Vejetaryen Operasyonu'nun temelleri, İngiltere’nin biyolojik veya kimyasal silah saldırısına uğraması halinde karşılık vermeye hazır durumda olması gerektiğini düşünen Birleşik Krallık Bakteriyoloji Komitesi Başkanı Lord Maurice Hankey, Başbakan Winston Churchill'e yaptığı çağrıyla atıldı. Churchill’in çağrıya geri dönüş yapmasının ardından İngiltere'nin güneybatısındaki Wiltshire'da bulunan gizli bir laboratuvar olan Porton Down'da gerektiğinde misilleme yapabilecek seçeneklere sahip olabilmek için araştırma yapılması için özel bir ekip kuruldu.

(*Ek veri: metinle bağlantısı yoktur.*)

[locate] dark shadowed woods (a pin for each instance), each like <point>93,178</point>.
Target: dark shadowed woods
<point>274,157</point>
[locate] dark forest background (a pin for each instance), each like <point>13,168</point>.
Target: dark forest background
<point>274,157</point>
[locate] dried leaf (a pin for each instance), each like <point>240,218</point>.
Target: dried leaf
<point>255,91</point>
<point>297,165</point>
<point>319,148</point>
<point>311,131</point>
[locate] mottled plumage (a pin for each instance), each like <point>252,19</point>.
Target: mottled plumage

ŞARBONLU TOHUM KULLANMAYA KARAR VERDİLER
Yapılan çalışmalar kapsamında olası bir biyolojik silahlı saldırıya cevap olarak kimyasal ve biyolojik silahlarda sıklıkla bulunan şarbon kullanılmasına karar verildi. Bu karar, doğada bulunan ve laboratuvarda üretilebilen şarbonun yüksek bulaşıcılığa sahip olması, bulaştığı çevrede onlarca yıl tutunabilmesi, öldürücü olması sebebiyle alınmıştı. Vejetaryen Operasyonu’nunda ana amaç, şarbon sporlarıyla enfekte olmuş keten tohumlarını uçaklarla Almanya'daki tarlalara bırakmak ve uzun vadeli bir biyolojik savaş başlatmak olarak belirlendi. Kararın netleştirilmesinin ardından İskoçya'nın kuzey kıyısındaki Gruinard Adası ile Galler kıyısındaki Penclawdd'da testler gerçekleştirilmeye başlandı ve uçaklardan adalar şarbon sporlarıyla enfekte edilmiş tohumlar atılmaya başlandı.
Yapılan testler kısa süre içinde sonuç verdi ve test alanında bulunan bazı hayvanlar birkaç gün içinde ölmeye başladı. Yapılan denemelerde şarbonun kimyasal bir maddeden 100 kat daha etkili olduğuna karar verildi.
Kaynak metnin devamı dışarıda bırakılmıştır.